In the big scheme of things clothes pegs are one of those mundane items that anyone who likes to give their washing a bit of fresh air takes for granted.
I did, until we moved to a windy place. Today is at least a 4 peg day for larger items. The duvet cover harried by the wind is snapping in the strong breeze.
I had a selection of what now appear on Etsy as vintage clothes pegs (£15 for 12 plus postage thank you very much). I guess I’ve had mine for years, purchased at some long-gone ironmongers. They’re sturdy little terriers of pegs with a good strong snappy spring.
To augment my now inadequate collection, I bought some plastic pegs with flattened ends, they’re OK but don’t quite cut the mustard in a strong wind.
So I went on a trawl of the internet, Amazon purported to have just what I wanted, not dolly pegs but wooden pegs with a metal spring.
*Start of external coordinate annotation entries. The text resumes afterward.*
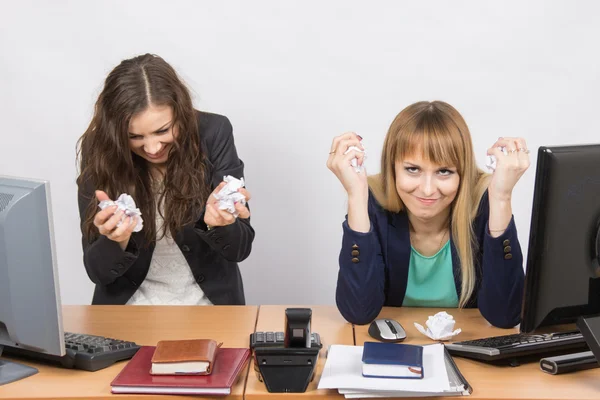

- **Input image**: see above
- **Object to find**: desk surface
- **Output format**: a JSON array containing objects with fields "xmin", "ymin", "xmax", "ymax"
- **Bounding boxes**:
[
  {"xmin": 0, "ymin": 306, "xmax": 600, "ymax": 400},
  {"xmin": 245, "ymin": 306, "xmax": 354, "ymax": 400},
  {"xmin": 0, "ymin": 306, "xmax": 258, "ymax": 400},
  {"xmin": 354, "ymin": 307, "xmax": 600, "ymax": 400}
]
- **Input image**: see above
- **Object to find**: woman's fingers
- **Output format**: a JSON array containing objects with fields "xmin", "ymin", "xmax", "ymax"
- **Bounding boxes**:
[
  {"xmin": 235, "ymin": 203, "xmax": 250, "ymax": 219},
  {"xmin": 207, "ymin": 182, "xmax": 226, "ymax": 203},
  {"xmin": 341, "ymin": 150, "xmax": 365, "ymax": 165},
  {"xmin": 329, "ymin": 132, "xmax": 362, "ymax": 155},
  {"xmin": 238, "ymin": 188, "xmax": 252, "ymax": 201},
  {"xmin": 94, "ymin": 206, "xmax": 117, "ymax": 228},
  {"xmin": 102, "ymin": 210, "xmax": 125, "ymax": 233},
  {"xmin": 110, "ymin": 216, "xmax": 135, "ymax": 242},
  {"xmin": 96, "ymin": 190, "xmax": 110, "ymax": 201},
  {"xmin": 214, "ymin": 204, "xmax": 235, "ymax": 225}
]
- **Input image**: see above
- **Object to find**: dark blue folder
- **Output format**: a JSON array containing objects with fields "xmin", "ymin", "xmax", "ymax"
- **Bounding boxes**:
[{"xmin": 362, "ymin": 342, "xmax": 423, "ymax": 379}]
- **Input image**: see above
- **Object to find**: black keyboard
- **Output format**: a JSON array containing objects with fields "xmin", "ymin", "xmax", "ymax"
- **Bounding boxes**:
[
  {"xmin": 446, "ymin": 331, "xmax": 587, "ymax": 361},
  {"xmin": 250, "ymin": 332, "xmax": 322, "ymax": 349},
  {"xmin": 3, "ymin": 332, "xmax": 140, "ymax": 371}
]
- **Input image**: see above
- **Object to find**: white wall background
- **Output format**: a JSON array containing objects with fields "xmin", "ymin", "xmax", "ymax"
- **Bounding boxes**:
[{"xmin": 0, "ymin": 0, "xmax": 600, "ymax": 304}]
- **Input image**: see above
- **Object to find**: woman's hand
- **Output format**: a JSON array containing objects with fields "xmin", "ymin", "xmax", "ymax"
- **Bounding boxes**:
[
  {"xmin": 327, "ymin": 132, "xmax": 368, "ymax": 198},
  {"xmin": 204, "ymin": 182, "xmax": 251, "ymax": 227},
  {"xmin": 487, "ymin": 137, "xmax": 530, "ymax": 201},
  {"xmin": 94, "ymin": 190, "xmax": 137, "ymax": 250}
]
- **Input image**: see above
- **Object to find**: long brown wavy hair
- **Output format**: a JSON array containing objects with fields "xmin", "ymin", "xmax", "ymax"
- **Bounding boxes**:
[
  {"xmin": 77, "ymin": 54, "xmax": 210, "ymax": 243},
  {"xmin": 369, "ymin": 101, "xmax": 490, "ymax": 307}
]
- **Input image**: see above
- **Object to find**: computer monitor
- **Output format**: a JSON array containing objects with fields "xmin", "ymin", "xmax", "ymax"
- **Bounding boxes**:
[
  {"xmin": 0, "ymin": 176, "xmax": 65, "ymax": 385},
  {"xmin": 520, "ymin": 145, "xmax": 600, "ymax": 333}
]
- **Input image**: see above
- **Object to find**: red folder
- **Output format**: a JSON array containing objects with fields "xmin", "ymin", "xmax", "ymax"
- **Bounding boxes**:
[{"xmin": 111, "ymin": 346, "xmax": 250, "ymax": 395}]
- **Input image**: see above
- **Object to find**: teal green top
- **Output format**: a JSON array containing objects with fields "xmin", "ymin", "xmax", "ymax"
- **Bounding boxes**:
[{"xmin": 402, "ymin": 240, "xmax": 458, "ymax": 308}]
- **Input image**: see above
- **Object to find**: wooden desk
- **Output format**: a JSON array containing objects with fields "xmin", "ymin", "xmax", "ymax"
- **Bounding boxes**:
[
  {"xmin": 0, "ymin": 306, "xmax": 258, "ymax": 400},
  {"xmin": 354, "ymin": 307, "xmax": 600, "ymax": 400},
  {"xmin": 245, "ymin": 306, "xmax": 354, "ymax": 400}
]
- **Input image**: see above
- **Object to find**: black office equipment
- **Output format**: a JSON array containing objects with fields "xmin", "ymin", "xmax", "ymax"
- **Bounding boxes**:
[
  {"xmin": 283, "ymin": 308, "xmax": 312, "ymax": 347},
  {"xmin": 250, "ymin": 332, "xmax": 322, "ymax": 349},
  {"xmin": 4, "ymin": 332, "xmax": 140, "ymax": 371},
  {"xmin": 369, "ymin": 318, "xmax": 406, "ymax": 343},
  {"xmin": 577, "ymin": 315, "xmax": 600, "ymax": 363},
  {"xmin": 540, "ymin": 351, "xmax": 598, "ymax": 375},
  {"xmin": 250, "ymin": 308, "xmax": 323, "ymax": 393},
  {"xmin": 446, "ymin": 331, "xmax": 587, "ymax": 363},
  {"xmin": 447, "ymin": 145, "xmax": 600, "ymax": 361}
]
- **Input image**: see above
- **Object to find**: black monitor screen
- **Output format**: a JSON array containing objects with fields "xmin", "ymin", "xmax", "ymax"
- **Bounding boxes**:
[{"xmin": 521, "ymin": 145, "xmax": 600, "ymax": 332}]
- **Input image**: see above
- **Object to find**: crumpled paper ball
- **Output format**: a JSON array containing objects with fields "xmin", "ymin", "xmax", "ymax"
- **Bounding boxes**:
[
  {"xmin": 344, "ymin": 141, "xmax": 367, "ymax": 174},
  {"xmin": 98, "ymin": 193, "xmax": 144, "ymax": 232},
  {"xmin": 214, "ymin": 175, "xmax": 246, "ymax": 217},
  {"xmin": 414, "ymin": 311, "xmax": 462, "ymax": 341},
  {"xmin": 485, "ymin": 147, "xmax": 508, "ymax": 171}
]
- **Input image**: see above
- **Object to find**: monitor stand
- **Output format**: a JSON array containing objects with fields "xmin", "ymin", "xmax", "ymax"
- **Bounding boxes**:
[{"xmin": 0, "ymin": 345, "xmax": 38, "ymax": 386}]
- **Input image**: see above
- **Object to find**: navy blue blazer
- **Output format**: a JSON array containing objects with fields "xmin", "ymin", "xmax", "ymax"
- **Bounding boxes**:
[{"xmin": 335, "ymin": 191, "xmax": 525, "ymax": 328}]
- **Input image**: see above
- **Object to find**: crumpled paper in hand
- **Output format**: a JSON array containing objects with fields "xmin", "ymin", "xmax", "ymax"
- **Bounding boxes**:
[
  {"xmin": 98, "ymin": 193, "xmax": 144, "ymax": 232},
  {"xmin": 485, "ymin": 147, "xmax": 508, "ymax": 171},
  {"xmin": 344, "ymin": 141, "xmax": 367, "ymax": 174},
  {"xmin": 415, "ymin": 311, "xmax": 462, "ymax": 341},
  {"xmin": 214, "ymin": 175, "xmax": 246, "ymax": 218}
]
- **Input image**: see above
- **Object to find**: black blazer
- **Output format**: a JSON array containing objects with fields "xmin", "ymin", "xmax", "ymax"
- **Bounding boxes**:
[
  {"xmin": 336, "ymin": 191, "xmax": 525, "ymax": 328},
  {"xmin": 78, "ymin": 112, "xmax": 254, "ymax": 304}
]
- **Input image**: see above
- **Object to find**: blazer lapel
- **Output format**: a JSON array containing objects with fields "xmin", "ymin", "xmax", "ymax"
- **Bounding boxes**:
[{"xmin": 384, "ymin": 212, "xmax": 410, "ymax": 306}]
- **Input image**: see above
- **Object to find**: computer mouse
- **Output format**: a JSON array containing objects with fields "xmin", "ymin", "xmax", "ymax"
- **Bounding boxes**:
[{"xmin": 369, "ymin": 318, "xmax": 406, "ymax": 342}]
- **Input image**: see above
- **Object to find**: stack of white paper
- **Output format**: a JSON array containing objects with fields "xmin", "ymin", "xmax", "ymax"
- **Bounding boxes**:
[{"xmin": 318, "ymin": 344, "xmax": 470, "ymax": 399}]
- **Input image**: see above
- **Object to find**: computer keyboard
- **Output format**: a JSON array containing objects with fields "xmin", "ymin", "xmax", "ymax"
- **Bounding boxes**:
[
  {"xmin": 3, "ymin": 332, "xmax": 140, "ymax": 371},
  {"xmin": 446, "ymin": 331, "xmax": 587, "ymax": 361}
]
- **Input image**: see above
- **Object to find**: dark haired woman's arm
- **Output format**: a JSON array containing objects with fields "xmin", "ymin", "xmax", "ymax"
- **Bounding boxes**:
[
  {"xmin": 77, "ymin": 180, "xmax": 139, "ymax": 285},
  {"xmin": 196, "ymin": 113, "xmax": 254, "ymax": 262},
  {"xmin": 335, "ymin": 196, "xmax": 385, "ymax": 325},
  {"xmin": 477, "ymin": 193, "xmax": 525, "ymax": 328}
]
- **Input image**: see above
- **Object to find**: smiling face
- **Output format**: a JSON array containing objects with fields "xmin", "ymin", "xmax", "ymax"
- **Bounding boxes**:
[
  {"xmin": 129, "ymin": 105, "xmax": 177, "ymax": 166},
  {"xmin": 395, "ymin": 152, "xmax": 460, "ymax": 221}
]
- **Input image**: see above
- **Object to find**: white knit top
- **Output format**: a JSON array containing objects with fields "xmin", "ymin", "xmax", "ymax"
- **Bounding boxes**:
[{"xmin": 127, "ymin": 192, "xmax": 212, "ymax": 305}]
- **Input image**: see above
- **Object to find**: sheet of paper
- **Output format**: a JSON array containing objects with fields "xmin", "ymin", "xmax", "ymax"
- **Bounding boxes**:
[{"xmin": 318, "ymin": 344, "xmax": 450, "ymax": 393}]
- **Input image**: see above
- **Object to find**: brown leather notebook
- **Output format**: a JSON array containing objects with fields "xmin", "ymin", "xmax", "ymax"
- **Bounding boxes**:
[{"xmin": 150, "ymin": 339, "xmax": 222, "ymax": 375}]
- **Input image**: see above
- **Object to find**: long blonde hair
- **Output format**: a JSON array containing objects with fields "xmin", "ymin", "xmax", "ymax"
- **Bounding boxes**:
[{"xmin": 369, "ymin": 101, "xmax": 489, "ymax": 307}]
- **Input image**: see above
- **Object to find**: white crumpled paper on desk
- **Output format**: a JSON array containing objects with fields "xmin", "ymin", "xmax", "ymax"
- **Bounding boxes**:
[{"xmin": 415, "ymin": 311, "xmax": 462, "ymax": 341}]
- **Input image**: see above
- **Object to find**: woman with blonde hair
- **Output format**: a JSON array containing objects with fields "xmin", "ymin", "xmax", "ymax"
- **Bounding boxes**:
[{"xmin": 327, "ymin": 101, "xmax": 529, "ymax": 328}]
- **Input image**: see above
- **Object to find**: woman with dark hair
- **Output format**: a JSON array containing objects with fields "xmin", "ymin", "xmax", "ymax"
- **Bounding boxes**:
[
  {"xmin": 77, "ymin": 54, "xmax": 254, "ymax": 304},
  {"xmin": 327, "ymin": 101, "xmax": 529, "ymax": 328}
]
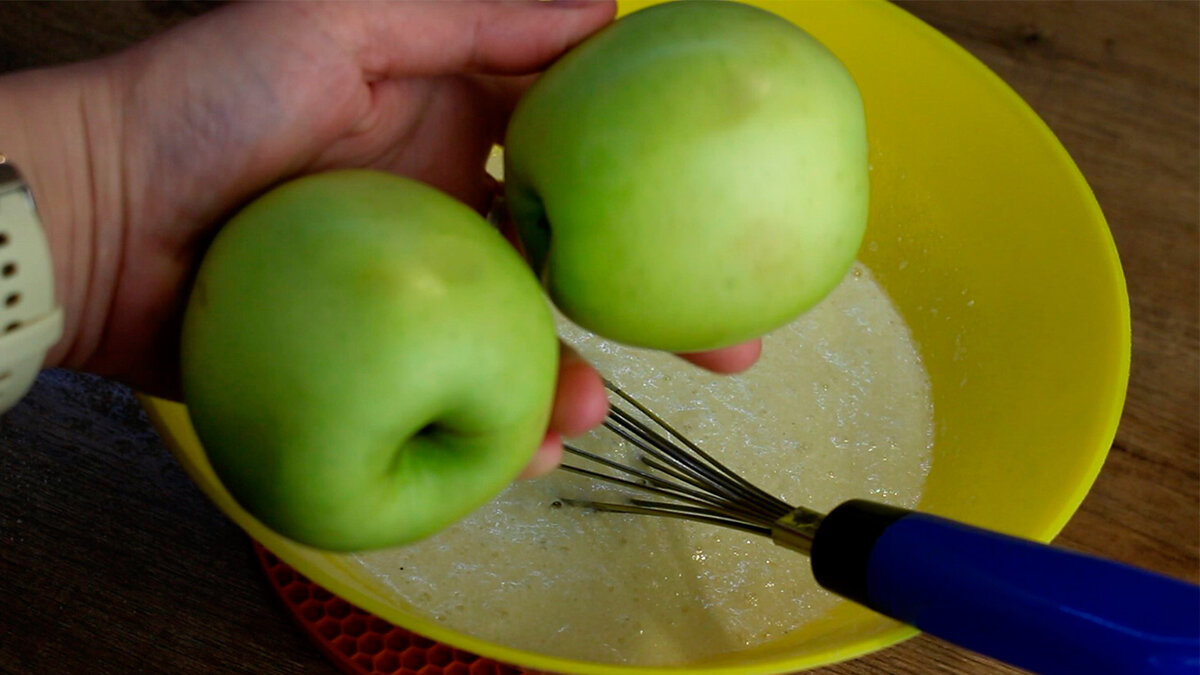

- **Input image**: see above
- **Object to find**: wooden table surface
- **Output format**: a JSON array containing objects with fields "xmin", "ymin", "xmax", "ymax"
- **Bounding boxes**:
[{"xmin": 0, "ymin": 1, "xmax": 1200, "ymax": 674}]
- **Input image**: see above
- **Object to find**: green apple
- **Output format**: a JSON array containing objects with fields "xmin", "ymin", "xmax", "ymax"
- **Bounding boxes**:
[
  {"xmin": 181, "ymin": 171, "xmax": 558, "ymax": 550},
  {"xmin": 504, "ymin": 2, "xmax": 869, "ymax": 352}
]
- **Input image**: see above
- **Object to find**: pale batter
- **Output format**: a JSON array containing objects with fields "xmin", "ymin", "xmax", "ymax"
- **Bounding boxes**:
[{"xmin": 350, "ymin": 264, "xmax": 934, "ymax": 665}]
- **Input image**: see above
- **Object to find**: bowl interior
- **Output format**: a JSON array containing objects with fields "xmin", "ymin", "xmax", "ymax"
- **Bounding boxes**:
[{"xmin": 143, "ymin": 1, "xmax": 1129, "ymax": 674}]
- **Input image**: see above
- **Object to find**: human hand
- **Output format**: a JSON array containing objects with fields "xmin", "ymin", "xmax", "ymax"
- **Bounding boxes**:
[{"xmin": 0, "ymin": 2, "xmax": 757, "ymax": 471}]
They came in bulk, the price was cheap, reviews weren’t good – what can I say? Many fell apart on first use, the metal spring the equivalent of an unbent paper clip – useless.
A work colleague, Maria, took up the challenge and visited a local ironmongers in darkest Gloucestershire – her finds looked sturdier but turned out to be similar to the Amazon purchase in terms of robustness.
Off on a search again I came across Kevin’s Clothespins in the US – yes, there is a man in America making old fashioned pegs and the Lady & the Carpenter ship to the UK. OK, I admit this was extravagant but I wasn’t paying over £1 a peg via the vintage route.
Kevin’s pegs are nice, they have character, they’re made of hardwood, they have a sturdy spring, But they’re big – which is fine, the pinch of the spring is good, but they don’t always bite as hard as I’d like on the line with thinner fabric (today they held pretty firm).
Then the other half mentioned to his Mum the quest for decent pegs – he came home with a bag of terrier pegs of assorted dates and sizes. It was the legacy of someone else’s laundry, a lady who is no longer with us. Some pegs are better than others as they too must have been added to over the years. So for now I have a plethora of pegs. Bring on the 5 peg washing days I say!
NB: I also learned along the way that sprung pegs were patented in the US in 1853, in the UK we favoured the all wooden dolly pegs in the early 19th Century.
And yes, I’ve hung out all my clean washing for all to see on a lovely early spring day!